All professionally published academic documents contain human-readable citation information about the document itself, and the problem of how to extract this information with a computer has already been solved with scraping algorithms. Academic citation information is also embedded in standard metadata in HTML formats, including the parts of edited collections, and something similar could be devised for PDFs.
There is no way not to see Visual-Meta when it is visually rendered as part of the page except to close one’s eyes, which is rather ridiculous to ask of a reader.
And again, the implied analogy from Visual-Meta to indices and appendices is false: the latter are nonredundant information designed for humans, beautifully typeset and highly readable based on well-established user interface design principles even before a book was called a user interface. Visual-Meta violates such good design principles. HTML-based formats don’t show readers the HTML code (although readers can get to the code if they want it), and likewise well-designed PDFs shouldn’t show readers the raw Visual-Meta code. Visual-Meta tries to solve a real problem, but solves it badly. There is a better way.

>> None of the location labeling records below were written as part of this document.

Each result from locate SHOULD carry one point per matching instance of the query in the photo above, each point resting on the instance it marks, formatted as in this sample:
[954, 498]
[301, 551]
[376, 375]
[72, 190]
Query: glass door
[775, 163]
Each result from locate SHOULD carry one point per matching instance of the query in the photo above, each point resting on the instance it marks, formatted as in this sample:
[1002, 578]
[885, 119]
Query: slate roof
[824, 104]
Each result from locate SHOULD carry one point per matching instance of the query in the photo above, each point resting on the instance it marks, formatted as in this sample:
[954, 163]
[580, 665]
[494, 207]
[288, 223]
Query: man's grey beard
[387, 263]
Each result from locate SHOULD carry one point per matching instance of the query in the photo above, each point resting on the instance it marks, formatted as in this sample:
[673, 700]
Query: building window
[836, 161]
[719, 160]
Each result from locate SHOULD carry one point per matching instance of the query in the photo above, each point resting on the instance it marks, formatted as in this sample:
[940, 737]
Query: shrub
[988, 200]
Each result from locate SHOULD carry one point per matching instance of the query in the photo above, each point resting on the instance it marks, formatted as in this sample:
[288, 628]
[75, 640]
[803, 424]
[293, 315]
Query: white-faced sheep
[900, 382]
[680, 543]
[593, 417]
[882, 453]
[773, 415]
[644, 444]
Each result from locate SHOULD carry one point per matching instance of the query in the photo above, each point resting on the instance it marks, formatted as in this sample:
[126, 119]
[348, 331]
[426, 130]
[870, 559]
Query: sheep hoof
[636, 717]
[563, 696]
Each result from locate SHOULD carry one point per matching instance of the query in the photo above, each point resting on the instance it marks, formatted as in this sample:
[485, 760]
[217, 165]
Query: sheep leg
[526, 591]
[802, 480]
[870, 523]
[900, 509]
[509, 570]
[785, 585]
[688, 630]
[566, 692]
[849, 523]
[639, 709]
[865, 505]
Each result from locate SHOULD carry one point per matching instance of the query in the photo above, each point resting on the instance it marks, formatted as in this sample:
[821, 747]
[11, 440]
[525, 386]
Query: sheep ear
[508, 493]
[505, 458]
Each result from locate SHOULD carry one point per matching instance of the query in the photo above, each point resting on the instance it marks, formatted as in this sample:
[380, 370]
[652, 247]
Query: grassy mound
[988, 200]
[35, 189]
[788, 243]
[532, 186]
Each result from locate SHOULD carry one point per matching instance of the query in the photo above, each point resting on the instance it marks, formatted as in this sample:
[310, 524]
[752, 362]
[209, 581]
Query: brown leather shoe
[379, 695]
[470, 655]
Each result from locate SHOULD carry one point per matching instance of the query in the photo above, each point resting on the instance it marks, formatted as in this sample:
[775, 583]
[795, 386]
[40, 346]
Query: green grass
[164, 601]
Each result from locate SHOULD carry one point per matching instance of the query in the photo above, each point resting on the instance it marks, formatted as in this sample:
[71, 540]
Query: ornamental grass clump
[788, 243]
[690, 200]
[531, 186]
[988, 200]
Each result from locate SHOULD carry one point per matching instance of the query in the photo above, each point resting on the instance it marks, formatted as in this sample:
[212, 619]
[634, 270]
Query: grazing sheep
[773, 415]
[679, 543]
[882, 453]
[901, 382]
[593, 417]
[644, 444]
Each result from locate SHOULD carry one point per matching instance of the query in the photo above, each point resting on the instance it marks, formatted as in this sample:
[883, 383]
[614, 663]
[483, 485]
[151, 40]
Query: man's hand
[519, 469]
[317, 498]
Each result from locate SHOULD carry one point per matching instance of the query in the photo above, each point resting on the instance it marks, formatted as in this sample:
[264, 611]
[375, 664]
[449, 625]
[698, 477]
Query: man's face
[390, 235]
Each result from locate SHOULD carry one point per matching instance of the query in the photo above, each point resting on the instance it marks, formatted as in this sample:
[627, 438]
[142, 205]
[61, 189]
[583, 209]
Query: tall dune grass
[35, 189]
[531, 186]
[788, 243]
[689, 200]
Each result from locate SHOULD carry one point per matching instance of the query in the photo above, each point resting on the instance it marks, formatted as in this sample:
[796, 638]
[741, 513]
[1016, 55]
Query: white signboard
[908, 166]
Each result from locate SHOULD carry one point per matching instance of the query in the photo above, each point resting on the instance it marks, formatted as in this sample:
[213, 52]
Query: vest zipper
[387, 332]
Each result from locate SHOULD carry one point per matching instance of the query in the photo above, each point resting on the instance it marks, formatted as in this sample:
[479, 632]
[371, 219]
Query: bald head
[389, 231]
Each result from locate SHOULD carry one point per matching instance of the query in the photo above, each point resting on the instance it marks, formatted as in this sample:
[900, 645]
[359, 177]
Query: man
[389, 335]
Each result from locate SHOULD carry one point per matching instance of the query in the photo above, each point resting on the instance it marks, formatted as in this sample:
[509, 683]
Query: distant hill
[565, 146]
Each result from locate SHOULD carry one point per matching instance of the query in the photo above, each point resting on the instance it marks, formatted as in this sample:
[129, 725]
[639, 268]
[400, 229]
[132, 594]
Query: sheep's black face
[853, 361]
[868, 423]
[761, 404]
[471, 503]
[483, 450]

OK Nathan Artist, that’s enough I think, we don’t agree and that’s ok.
PDFs from academic download sites for example, do contain plenty metadata on the download page but often nothing in the document. That’s not good enough.
You think it’s awful to have an appendix and that is your opinion. Personally I don’t go to the end of all the books or academic documents I read and go through all the appendices and the index and so on, but since you feel you must do this, that is really up to you. From my experience readers are capable of stopping.
As I mentioned a few times we are also working on HTML and JOSN, those formats provide interaction but not long life archive, in my opinion.
If you think it could be done better, please do so, I think competition for richly embedded metadata that’s robust would be wonderful. If you want to ‘compete’ with this concept I request you also test it by printing it out and scanning it in again, something an archival format should be able to do, and see if you have all the metadata intact.
why not then go “full-on permanent archive” and build on blockchain?
We are indeed looking at blockchain but will it be guaranteed readable in 500 years? I think a PDF or a printed PDF will have better chances in the very long run.
ps — pdfs can be modified and spread around varying from the master source
Yes absolutely, which is very useful for reading, but I don’t think anyone would want to to writing straight onto a PDF, even in Acrobat, do you? PDF is publishing format, not a manuscript, and therefore has different affordances.